Info point Viamala
D’ Walser im Safiental
D’ Walser im Safiental
"From here you have a good view of the Safier farms of Camana, Hof, Bruschgaläschg, Zalön and Gün. They are a good example of the Clearing activity of the Walser. In the 14th century, the Walser came from the Rheinwald over the 2500 m high Safierberg and settled the valley. Early on, they moved on and built their farms on glass and expanded further and further into Chalappina. The former Safien-Tschappina school association is just one example of Safien's close relations with Chalappina."
Around the year 1000, Alemannic settlers came from the Bernese Oberland to the Upper Valais. Years later, some of these shepherds, ranchers, mules and mountain farmers left the region and moved on.

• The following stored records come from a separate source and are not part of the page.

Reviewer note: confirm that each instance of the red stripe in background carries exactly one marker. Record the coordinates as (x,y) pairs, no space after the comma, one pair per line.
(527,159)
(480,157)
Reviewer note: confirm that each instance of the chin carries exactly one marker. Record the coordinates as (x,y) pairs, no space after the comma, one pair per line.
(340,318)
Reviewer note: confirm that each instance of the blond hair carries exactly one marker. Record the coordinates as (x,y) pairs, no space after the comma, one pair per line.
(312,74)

Whether natural disasters, overpopulation, diseases or climate change were the cause of the move on is still unclear today.
The feudal lords in Valais were interested in the hikes of the Walser with their relations to the Alpine region. The landlords had the Walser settled in order to consolidate their own rule. The Walsers received rights and freedoms for their colonizing activity that were not self-evident at that time: the free inheritance loan, with which they could transfer their goods to the descendants, as well as the self-administration, with which they chose Richter and Ammann themselves. In return, they had to perform military service and interest levies.

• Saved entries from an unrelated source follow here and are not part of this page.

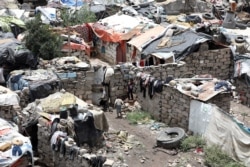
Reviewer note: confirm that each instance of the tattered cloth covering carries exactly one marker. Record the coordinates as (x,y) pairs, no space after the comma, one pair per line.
(105,34)
(242,66)
(8,97)
(220,129)
(54,102)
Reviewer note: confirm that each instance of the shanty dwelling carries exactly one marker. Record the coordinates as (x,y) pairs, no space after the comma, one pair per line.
(113,32)
(9,104)
(67,128)
(171,104)
(174,43)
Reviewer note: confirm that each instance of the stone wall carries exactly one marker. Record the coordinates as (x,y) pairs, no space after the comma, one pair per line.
(53,158)
(243,91)
(80,85)
(219,63)
(10,112)
(110,51)
(172,107)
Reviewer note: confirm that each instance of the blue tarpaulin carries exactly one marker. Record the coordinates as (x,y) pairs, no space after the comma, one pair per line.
(72,3)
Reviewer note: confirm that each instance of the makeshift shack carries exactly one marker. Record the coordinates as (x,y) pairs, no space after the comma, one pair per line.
(78,124)
(16,149)
(9,104)
(112,34)
(33,84)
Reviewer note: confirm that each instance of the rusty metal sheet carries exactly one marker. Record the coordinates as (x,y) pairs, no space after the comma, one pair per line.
(141,39)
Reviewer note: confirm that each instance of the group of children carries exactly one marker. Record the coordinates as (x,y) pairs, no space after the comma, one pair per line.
(118,101)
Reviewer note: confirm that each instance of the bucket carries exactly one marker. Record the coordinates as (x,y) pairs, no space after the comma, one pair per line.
(233,5)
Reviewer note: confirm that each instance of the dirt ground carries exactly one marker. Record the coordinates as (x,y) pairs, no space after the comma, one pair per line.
(145,154)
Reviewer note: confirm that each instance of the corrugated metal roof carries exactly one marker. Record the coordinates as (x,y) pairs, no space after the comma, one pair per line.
(206,90)
(147,36)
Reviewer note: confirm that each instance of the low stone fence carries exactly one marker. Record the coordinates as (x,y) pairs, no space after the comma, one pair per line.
(56,158)
(243,91)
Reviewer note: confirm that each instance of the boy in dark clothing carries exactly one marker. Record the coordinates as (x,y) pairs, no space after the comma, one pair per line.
(130,90)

At the beginning of the 14th century, the Walser came from the Rheinwald via the Safierberg to Safien and slowly settled the whole valley to Versam and Valendas. Over the Glaspass they moved to Tschappina and settled on the upper Heinzenberg.

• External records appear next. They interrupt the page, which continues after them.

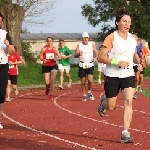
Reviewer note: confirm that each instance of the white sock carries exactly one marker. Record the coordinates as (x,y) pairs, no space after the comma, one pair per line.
(124,131)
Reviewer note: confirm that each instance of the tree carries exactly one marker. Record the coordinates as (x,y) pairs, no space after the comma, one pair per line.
(103,11)
(27,11)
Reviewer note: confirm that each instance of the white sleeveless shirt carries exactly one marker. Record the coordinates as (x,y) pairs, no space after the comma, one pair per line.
(3,49)
(122,50)
(87,55)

The Walser spread in various valleys of the canton of Graubünden and moved on to the St. Gallen Oberland, Liechtenstein, Tyrol and Vorarlberg. In their new home, the fertile areas were already occupied by locals, so that the Walsers usually only had the inhospitable mountain areas, which were often over 1500 m, in the Avers even over 2000 m above sea level, to settle.
At this altitude, large-scale meadows were indispensable in order to be able to produce enough fodder for the cattle. The farms of the families are therefore often located at a great distance from each other, which can still be seen very well in the Safien Valley today. In other places, such as in the Rheinwald or Bosco Gurin, you will also find closed village settlements, as the topography did not make extensive scattered settlements possible.